Un quotidien "sérieux" dans la Grosse Pomme

New York - Les New-Yorkais ont trouvé dans leurs kiosques hier un nouveau journal, le New York Sun, premier quotidien de la Grosse Pomme à voir le jour en 20 ans et qui a pour objectif de couvrir "avec sérieux" les informations de la métropole de huit millions d'habitants.

Le New York Sun - qui reprend le titre d'un prestigieux quotidien publié de 1833 à 1950 - cherche à "participer à la bataille pour le futur de New York" alors que "la ville vit une période extraordinaire, pleine de dangers et de promesses", selon son premier éditorial.

Pour un prix de 50 ¢, le lecteur, selon les responsables du quotidien, y trouvera du lundi au vendredi une couverture "de qualité" des informations sur New York ainsi que des informations nationales et internationales ayant des répercussions locales.

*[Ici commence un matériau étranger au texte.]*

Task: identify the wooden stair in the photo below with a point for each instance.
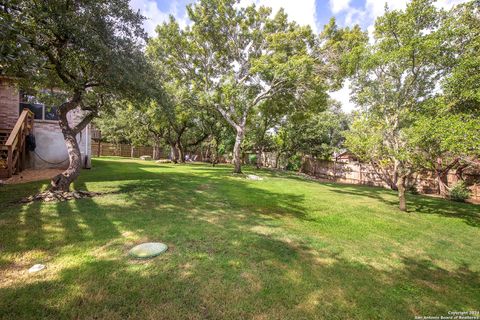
(13, 147)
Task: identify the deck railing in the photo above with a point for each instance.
(16, 143)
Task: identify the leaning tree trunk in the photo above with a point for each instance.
(173, 153)
(237, 149)
(401, 192)
(62, 181)
(156, 149)
(442, 180)
(181, 153)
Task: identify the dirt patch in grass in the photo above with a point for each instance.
(50, 196)
(30, 175)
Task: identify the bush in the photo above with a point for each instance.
(459, 192)
(412, 189)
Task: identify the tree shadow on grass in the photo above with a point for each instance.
(259, 277)
(220, 265)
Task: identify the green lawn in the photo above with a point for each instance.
(281, 248)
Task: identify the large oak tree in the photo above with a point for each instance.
(88, 51)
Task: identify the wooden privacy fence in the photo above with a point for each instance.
(360, 173)
(121, 150)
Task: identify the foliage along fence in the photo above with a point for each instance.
(360, 173)
(103, 149)
(121, 150)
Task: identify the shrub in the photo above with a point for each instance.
(459, 192)
(294, 163)
(252, 159)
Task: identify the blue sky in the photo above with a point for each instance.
(312, 12)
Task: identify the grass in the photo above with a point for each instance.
(281, 248)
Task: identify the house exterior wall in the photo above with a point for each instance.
(51, 151)
(9, 102)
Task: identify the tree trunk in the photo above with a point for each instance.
(442, 180)
(181, 153)
(259, 158)
(173, 154)
(401, 192)
(62, 181)
(156, 150)
(237, 150)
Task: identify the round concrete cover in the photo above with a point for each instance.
(148, 250)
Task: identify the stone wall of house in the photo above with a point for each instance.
(9, 103)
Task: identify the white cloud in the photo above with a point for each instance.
(154, 16)
(301, 11)
(337, 6)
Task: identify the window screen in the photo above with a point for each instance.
(51, 113)
(37, 109)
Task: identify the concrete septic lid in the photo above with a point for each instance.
(148, 250)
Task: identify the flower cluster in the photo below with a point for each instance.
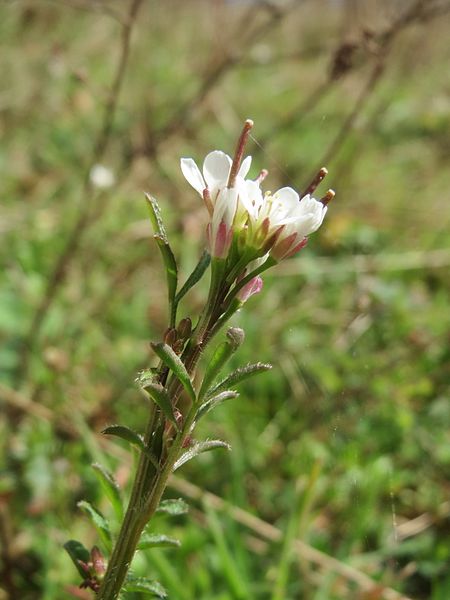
(246, 225)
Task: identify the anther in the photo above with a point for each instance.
(239, 152)
(320, 176)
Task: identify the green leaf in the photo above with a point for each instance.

Le tout sur très grand format, avec titre et photos en couleurs.

Toutefois, la sortie d'un nouveau quotidien dans un marché jugé saturé par beaucoup, alors même que le secteur publicitaire traverse sa plus grosse crise depuis la Deuxième Guerre mondiale, relève du pari.

Bloomberg et Walesa font la une

Les New-Yorkais ont déjà le choix entre quatre journaux de langue anglaise: le prestigieux New York Times, qui aspire à devenir le quotidien national des États-Unis et diffusé à quelque 1,2 million d'exemplaires, et trois tabloïds: le Daily News, le New York Post et Newsday.

Détenu majoritairement par le groupe Hollinger, dirigé par le magnat canadien de la presse Conrad Black, le New York Sun vise un lectorat plutôt conservateur, rebuté à la fois par un New York Times jugé trop à gauche et par un New York Post, de droite, jugé trop extrémiste.

Un journaliste de 29 ans, Ira Stroll, connu pour un site Internet d'informations jugeant le New York Times "complaisant, lent et inexact", en est le rédacteur en chef.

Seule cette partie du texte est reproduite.